Eğitim: Doğumdan ölüme kadar, bütün, sosyal, politik, kültürel olguları içinde taşıyan, bireysel bir süreçtir.
Öğretim: Bireyin, ömrü boyunca sürecek eğitimi yanında belli bir amaca
yönelmiş bilgilerin, seçilmiş bir okul tarafından düzenli verilerek,
gelişmesini sağlayan bir diğer süreçtir.
Her ikisi de, iç içe geçmiştir ve ömür boyu devam ederler.
Okuldan yeni mezun olmuş, heyacanlı, bilgi dolu çok genç bir
öğretmenken, bildiklerimin hepsini öğrencilerime aktarmak istiyordum.
Her şey, deneyimle, zamanla yerine oturdu.

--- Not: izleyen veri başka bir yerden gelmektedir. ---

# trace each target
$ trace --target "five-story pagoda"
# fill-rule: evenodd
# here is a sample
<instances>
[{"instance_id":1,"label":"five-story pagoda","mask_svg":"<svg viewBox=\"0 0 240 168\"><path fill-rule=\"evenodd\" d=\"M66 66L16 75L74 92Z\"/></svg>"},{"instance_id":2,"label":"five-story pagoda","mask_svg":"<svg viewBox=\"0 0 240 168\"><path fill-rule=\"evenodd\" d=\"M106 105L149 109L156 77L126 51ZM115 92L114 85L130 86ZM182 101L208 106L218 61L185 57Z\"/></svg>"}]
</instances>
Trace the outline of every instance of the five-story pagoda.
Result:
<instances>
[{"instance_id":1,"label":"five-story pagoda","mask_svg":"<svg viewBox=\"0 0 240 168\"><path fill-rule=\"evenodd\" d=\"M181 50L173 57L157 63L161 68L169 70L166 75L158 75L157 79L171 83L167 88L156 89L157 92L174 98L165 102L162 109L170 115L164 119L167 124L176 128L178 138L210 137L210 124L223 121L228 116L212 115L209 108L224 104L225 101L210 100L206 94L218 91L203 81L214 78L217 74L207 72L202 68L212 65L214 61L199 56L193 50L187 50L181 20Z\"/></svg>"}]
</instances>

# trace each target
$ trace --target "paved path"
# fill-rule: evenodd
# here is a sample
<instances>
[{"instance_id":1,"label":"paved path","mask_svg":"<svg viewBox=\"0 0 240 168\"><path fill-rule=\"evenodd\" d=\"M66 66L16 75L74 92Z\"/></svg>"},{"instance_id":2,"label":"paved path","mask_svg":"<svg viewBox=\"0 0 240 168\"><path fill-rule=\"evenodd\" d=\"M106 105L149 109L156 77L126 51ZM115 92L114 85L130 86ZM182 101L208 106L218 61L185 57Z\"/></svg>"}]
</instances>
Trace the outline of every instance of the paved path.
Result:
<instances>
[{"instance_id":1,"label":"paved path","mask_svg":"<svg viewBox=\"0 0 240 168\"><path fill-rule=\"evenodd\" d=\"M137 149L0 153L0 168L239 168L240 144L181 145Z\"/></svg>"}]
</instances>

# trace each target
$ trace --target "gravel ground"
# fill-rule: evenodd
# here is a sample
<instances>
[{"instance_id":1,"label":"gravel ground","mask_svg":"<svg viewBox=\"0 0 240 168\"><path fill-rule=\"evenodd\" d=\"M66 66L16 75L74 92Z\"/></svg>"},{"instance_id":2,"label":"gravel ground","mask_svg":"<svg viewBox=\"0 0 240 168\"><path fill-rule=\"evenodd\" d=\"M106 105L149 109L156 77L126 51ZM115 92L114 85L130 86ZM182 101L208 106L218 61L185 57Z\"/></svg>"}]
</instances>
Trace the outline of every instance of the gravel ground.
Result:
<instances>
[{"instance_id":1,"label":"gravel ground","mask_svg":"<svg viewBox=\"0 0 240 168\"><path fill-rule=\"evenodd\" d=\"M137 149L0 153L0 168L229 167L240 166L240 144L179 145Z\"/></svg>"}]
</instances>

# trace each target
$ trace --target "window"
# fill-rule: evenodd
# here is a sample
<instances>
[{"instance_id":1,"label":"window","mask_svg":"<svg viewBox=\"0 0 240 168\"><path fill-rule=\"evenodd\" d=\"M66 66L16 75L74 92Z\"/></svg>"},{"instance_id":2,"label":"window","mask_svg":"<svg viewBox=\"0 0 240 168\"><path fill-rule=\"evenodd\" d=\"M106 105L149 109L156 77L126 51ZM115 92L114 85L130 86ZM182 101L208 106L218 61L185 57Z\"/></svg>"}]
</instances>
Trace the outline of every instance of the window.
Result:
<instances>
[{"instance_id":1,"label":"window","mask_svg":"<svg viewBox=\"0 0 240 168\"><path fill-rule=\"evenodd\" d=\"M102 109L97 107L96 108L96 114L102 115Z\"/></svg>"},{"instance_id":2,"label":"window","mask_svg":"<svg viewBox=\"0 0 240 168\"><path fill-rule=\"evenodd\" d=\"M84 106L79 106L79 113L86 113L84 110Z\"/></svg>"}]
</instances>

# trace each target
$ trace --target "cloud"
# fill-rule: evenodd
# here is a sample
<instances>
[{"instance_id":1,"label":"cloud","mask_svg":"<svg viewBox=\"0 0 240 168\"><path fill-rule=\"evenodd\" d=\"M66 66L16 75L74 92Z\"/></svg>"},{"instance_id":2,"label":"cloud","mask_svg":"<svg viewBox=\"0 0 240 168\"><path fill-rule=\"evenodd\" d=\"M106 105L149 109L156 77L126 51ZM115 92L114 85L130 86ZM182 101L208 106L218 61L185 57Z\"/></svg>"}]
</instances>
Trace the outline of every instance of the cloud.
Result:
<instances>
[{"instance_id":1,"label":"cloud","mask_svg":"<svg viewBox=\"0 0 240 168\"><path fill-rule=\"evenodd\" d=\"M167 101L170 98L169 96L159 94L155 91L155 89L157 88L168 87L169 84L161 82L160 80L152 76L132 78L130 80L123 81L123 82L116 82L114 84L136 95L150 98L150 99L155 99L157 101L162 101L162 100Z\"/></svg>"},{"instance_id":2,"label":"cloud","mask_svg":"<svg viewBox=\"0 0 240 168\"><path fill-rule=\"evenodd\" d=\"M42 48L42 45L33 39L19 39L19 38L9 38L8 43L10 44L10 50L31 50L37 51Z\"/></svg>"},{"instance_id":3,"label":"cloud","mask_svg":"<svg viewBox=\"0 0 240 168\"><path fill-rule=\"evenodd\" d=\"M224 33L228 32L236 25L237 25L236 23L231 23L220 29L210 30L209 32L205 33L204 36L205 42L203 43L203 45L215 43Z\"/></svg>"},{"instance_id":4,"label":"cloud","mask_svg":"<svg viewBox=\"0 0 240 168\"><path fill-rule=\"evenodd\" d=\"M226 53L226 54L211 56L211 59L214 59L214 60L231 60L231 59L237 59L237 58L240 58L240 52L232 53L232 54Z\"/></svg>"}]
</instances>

Deneyimler artarken, bilgileri de arttırmak, yeni bilgilerle donanmak
bir öğretmenin eğitimi ve öğretiminin devamıdır. Sınıfta bağırarak, not
tehditleriyle otorite kolay kurulur. Öğrenciler sizi sessizce dinler
ama anlattıklarınızı anlayabilirler mi? Hayır. Bir kelimesini bile
anlayamazlar. Sınıfta korku imparatorluğu kurarsınız sadece.
Sevgi ve bilgi ve onları öğrenciye aktarma, başarının sırrıdır. Sizi
ilgiyle, sessizce dinlerler. Ve, sınıfın en tembel öğrencisi bile,
gelip, merak eder, sorular sorar.
Lise iki fen sınıflarımın birinde, 10 üzerinden 4’ten fazla not alamayan
bir öğrencim vardı. Okuyan, araştıran, sorgulayan akıllı bir çocuktu
ama biyoloji dersini sevmiyordu. Yanlış bölüm seçmişti. Ne yapacağımı
şaşırmıştım. Sorular soruyordum ama hiç bir soruma doğru cevap
alamıyordum. Bir gün: “Enver, bu sefer sen bana sorular sor. Sorularının
doğruluğuna göre sana sözlü notu vereceğim” dedim; ve olay çözüldü.
Enver, doğru soruyu sormak için, ders çalışmaya başladı. Sorularıyla
zaman zaman beni zorladı; ne güzel... Ama o başardı. Öğretmenler
gününde bu anımı paylaşmak istedim.
Aynı yaş çocukları hep aynı davranışları sergiler. Şimdi son yıllarda,
neden böyle olduklarını anlayamıyorum. Üniversiteye giremiyenlerin
sayısı her yıl çoğalıyor. 4+4+4 sisteminde, ilk iki 4’te sınıfta kalma
yok. Veliye soruluyor: “Sınıf tekrar etsin mi, sınıfı geçsin mi” diye ve
tabii ki velilerin çoğunluğu: “Geçsin” diyor. 8 yıl hiç bir bilgi
öğrenememiş öğrenciler, Sistemin son 4’üne yani liseye geliyor. Bazı
öğrencilerde matematik, Türkçe, sosyal ve fen dersleri, dil dersleri hiç
öğrenilmemiş. Bir kısım öğrenciler çok iyi. Çok iyiler, zaten son 4
yılı sınavla kazandıkları iyi okullarda öğretim görüyorlar. Sınavları da
kazanamayan öğrenciler düz liseye kayıt yaptırıyorlar. Liselerdeki
öğretmen arkadaşlarım kabus yaşıyorlar. Boş öğrenciler orada da bir
şekilde geçiyorlar. Dil ve anlatım dersi baraj, onun haricinde bir ya da
iki zayıf dersi olanlar, ders ortalaması 2,5 tutarsa zayıf olduğu iki
dersten, bir üst sınıfa sorumlu olarak geçiyorlar. Üst sınıfta yine
zayıfınız var, o zaman sene sonunda yükseltme sınavına girerek notlarını
yükseltip, bütün zayıf ve sorumlu oldukları derslerden sınıf geçme
şansları var. Ne güzel değil mi? Kalabilirsen kal bakalım sınıfta.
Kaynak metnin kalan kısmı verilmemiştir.